Updated by Matt Jones almost 23 years ago
Chnaging target milestone for the major EML bugs to Beta7, which is scheduled
for early to mid March for release. There are likely other bugs that need to be
entered and resolved for this Beta7 release as well, so lets generate a complete
list!
Updated by Matt Jones almost 23 years ago
Another issue to consider with regard to packaging is the domain for the
relationship element. Right now many relationships are specified as
"isRelatedTo", which really doesn't provide any information. Values such as
"provides access control rules for" and "describes the attributes present in"
are much more useful because they specify the role that a particular document
plays with respect to another. Even with stronger relationships, the issue of
which document types can be subjects and objects on a particular relationship
needs to be determined.
Updated by Matt Jones almost 23 years ago
Yet another packaging issue: the triple elements allow you to associate any two
objects that have unique identifiers. However, there are no constraints on
those associations, so it is technically possible to 1) associate two objects in
a way that is non-sensical (e.g., eml-attribute associated with eml-party), and
2) leave out relationships that need to be specified (e.g., eml-attribute
associated with eml-entity). The basic problem is that we lack a way of
constraining the packaging model: consider this fantasy example declaration for
a module content model:
<!MODULE eml-entity (eml-attribute*)>.
Would something akin to this help? If we need this, shouldn't we just head back
towards using XML content models directly for all core EML content?
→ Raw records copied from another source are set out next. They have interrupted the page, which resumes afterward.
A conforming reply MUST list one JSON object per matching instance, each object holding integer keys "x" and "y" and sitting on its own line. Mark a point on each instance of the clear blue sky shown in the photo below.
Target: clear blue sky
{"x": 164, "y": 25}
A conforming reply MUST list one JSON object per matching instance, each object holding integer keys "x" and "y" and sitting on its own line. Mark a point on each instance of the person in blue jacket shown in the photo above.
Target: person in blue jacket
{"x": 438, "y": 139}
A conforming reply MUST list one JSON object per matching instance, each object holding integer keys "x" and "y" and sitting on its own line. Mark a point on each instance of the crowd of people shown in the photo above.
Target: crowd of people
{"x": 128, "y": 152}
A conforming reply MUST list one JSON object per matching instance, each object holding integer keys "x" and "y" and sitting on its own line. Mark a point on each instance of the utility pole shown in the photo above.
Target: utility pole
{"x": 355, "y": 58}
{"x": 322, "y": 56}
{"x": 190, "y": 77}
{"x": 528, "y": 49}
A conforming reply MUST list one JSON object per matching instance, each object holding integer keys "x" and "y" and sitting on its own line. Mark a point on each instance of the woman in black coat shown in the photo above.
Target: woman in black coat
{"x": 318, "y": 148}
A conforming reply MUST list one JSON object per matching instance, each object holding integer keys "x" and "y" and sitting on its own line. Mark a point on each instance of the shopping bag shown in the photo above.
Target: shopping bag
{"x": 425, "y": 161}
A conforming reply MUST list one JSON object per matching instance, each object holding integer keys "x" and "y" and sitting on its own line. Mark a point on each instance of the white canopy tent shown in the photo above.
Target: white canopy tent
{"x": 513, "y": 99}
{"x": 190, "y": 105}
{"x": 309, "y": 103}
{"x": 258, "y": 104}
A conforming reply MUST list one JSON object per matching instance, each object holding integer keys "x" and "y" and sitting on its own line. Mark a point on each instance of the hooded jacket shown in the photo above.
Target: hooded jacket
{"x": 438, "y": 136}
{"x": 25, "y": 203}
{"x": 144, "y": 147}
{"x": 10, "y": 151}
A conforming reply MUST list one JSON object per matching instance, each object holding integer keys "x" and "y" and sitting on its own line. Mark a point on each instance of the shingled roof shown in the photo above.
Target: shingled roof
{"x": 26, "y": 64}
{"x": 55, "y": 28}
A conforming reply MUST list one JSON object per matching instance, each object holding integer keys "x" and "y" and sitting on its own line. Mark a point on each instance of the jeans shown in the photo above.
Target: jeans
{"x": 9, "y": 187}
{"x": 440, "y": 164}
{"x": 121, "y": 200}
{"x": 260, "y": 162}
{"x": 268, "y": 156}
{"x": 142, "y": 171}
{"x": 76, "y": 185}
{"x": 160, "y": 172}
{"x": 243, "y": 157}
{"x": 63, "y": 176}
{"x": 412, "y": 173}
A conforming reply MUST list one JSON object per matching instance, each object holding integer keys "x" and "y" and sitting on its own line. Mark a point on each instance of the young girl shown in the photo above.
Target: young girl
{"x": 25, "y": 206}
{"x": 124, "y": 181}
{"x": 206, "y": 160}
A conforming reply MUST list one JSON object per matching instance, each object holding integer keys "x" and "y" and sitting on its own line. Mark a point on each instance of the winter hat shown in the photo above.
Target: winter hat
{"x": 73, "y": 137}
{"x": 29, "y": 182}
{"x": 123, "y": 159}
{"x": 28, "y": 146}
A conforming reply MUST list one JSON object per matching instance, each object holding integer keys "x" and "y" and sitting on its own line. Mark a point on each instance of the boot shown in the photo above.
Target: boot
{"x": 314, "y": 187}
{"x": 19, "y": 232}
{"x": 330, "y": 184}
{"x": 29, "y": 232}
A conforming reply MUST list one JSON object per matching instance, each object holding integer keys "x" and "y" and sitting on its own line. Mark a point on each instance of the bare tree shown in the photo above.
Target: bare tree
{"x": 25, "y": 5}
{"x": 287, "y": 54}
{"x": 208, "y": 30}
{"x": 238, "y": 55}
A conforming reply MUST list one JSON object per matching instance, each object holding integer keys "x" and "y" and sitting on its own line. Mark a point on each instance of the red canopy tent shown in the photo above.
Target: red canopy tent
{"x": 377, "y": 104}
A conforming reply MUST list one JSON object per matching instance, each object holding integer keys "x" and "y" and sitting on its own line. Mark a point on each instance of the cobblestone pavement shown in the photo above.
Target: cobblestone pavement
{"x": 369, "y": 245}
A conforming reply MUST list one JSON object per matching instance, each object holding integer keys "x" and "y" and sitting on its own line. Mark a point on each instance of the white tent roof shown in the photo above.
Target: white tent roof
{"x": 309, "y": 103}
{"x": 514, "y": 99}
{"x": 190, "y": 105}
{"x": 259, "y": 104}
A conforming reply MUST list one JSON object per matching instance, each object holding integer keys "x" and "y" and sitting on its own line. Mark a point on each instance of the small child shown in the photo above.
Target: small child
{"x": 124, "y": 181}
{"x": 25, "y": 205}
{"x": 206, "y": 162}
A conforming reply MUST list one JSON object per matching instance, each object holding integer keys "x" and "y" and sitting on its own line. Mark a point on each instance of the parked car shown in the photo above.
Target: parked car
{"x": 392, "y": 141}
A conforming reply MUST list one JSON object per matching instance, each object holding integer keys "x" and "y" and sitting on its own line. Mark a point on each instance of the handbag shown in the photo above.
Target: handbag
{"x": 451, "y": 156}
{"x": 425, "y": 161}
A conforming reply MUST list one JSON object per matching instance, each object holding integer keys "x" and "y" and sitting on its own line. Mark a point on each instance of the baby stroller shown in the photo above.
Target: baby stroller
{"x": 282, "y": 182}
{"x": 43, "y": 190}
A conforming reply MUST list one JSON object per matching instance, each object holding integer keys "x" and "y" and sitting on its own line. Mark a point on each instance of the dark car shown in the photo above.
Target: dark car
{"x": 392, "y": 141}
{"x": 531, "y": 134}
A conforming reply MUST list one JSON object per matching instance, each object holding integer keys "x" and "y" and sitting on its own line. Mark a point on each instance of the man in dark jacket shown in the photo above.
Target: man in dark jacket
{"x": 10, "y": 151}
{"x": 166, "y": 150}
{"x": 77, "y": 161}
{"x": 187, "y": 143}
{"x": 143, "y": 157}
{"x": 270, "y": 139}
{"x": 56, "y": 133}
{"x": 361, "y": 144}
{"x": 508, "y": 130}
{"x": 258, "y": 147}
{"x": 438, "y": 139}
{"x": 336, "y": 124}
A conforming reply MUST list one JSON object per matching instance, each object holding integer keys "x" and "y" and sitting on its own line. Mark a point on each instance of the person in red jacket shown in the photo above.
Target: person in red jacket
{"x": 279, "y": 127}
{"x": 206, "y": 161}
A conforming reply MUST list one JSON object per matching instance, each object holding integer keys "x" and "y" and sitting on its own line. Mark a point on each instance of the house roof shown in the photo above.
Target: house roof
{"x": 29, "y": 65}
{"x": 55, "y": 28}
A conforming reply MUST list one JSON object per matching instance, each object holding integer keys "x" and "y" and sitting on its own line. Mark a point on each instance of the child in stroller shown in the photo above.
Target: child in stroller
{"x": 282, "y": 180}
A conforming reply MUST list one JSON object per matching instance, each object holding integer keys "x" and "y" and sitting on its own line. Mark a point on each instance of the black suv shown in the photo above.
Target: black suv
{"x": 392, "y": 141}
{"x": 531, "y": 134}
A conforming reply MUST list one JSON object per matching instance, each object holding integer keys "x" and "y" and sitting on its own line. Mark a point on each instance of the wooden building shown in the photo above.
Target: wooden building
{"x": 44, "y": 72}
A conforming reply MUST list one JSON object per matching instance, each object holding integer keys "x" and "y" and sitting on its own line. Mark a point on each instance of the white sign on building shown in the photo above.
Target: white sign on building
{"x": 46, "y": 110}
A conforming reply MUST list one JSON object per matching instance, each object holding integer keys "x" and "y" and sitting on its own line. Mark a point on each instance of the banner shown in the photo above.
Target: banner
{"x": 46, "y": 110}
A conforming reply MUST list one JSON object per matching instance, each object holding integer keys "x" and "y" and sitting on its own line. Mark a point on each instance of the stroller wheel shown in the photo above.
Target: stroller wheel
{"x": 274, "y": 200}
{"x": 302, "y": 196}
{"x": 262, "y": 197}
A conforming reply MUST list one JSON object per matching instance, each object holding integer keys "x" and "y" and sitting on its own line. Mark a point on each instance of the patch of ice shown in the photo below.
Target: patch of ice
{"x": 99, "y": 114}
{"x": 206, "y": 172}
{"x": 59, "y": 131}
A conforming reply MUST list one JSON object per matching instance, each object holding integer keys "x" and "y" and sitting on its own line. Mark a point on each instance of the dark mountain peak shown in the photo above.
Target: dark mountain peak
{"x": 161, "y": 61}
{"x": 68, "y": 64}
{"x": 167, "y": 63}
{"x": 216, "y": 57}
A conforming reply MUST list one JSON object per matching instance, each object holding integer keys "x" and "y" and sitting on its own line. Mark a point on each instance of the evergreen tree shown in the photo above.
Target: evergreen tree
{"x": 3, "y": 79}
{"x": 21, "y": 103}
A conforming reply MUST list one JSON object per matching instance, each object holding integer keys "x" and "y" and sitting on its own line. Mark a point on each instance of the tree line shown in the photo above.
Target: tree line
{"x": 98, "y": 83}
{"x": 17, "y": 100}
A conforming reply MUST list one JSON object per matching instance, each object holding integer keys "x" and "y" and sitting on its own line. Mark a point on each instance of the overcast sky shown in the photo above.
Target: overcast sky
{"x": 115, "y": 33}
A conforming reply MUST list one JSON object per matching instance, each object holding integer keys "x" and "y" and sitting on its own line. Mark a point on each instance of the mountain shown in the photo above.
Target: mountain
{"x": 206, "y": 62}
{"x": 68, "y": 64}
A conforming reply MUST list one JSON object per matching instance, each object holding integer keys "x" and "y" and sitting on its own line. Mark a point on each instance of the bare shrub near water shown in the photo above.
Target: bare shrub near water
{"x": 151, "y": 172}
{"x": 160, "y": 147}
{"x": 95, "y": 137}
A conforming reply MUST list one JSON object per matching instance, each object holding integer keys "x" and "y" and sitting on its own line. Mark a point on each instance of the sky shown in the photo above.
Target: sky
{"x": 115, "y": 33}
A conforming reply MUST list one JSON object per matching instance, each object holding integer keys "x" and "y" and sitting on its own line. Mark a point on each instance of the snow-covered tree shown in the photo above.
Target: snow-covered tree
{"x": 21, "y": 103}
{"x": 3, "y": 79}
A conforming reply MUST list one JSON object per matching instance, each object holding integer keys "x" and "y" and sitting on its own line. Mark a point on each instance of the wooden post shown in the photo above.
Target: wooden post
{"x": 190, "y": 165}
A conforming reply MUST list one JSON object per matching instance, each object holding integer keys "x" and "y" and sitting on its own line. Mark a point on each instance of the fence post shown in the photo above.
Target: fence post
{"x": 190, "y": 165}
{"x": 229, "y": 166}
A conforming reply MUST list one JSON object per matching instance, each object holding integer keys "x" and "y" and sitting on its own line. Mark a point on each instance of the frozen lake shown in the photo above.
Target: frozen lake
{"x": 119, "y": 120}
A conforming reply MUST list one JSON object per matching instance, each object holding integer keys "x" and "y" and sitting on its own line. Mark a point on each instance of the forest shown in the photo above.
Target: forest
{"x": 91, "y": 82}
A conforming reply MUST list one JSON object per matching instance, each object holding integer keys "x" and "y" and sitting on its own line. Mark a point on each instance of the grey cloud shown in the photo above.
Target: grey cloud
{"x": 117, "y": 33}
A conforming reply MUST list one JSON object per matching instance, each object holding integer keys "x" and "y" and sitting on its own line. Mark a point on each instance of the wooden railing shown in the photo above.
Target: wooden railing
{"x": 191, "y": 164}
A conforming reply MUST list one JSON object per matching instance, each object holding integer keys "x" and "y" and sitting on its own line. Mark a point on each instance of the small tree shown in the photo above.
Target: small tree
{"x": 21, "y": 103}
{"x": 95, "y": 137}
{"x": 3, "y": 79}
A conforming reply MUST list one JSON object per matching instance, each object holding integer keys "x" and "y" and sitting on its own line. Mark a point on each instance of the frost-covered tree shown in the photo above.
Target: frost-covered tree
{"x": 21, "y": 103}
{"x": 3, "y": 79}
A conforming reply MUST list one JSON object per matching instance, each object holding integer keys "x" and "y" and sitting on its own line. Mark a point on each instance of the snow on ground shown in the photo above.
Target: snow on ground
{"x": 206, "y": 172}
If we eliminated packages, then all eml-* modules would be incorporated directly
into the XML trees according to the XML content models. This is more precise,
at the cost of flexibility, especially if we want to make revisions to EML (for
example, to add semantic metadata extensions to eml-attribute).
Overall I am torn about how precisely to modify our packaging model. I think we
need to maintain a flexible mechanism for incorporating arbitrary metadata and
data content in a machine-parsable way because new metadata specifications and
new versions of existing specifications will continually evolve, and many will
be relevant to our scientific target audience. How we best accomplish this is
somewhat open at this point. Ideas?
Updated by Matt Jones over 22 years ago
Created a new module "eml.xsd" that allows us to wrap up multiple eml modules
(and other metadata) into a single XML stream. The "eml" element has a content
model of "any" which allows us to nest arbitrary trees under the eml element.
The processContents attribute is set to "strict", which means that it is
obligatory that the processor locate a schema for the namespace for each
subtree, and that the sub-tree be valid with respect to that schema. Thus, one
might include an eml-entity module under the eml element, and use the
eml:eml-entity namespace to validate it.
I had considered creatign a top-level element that would constrain us to using
some derivative or eml-resource as the first child of "eml", but I determined
that there was no syntax that let me specify that any subclass of Resource was
permissible. Thus, in order that we could create and use additional EML
resource subclasses in the future, I opted to keep the content model for "eml"
as just "any".
This deals with the need to put all of the metadata in one file. However, it
means that we keep all of the content modules at the top level of the tree
(children of "eml"), rather than nesting modules under other modules. I am
prepared to close this bug as RESOLVED FIXED unless someone comments otherwise.
Updated by Matt Jones over 22 years ago
FIXED. Existing "eml" wrapper module to be incorporated into the beta7 release.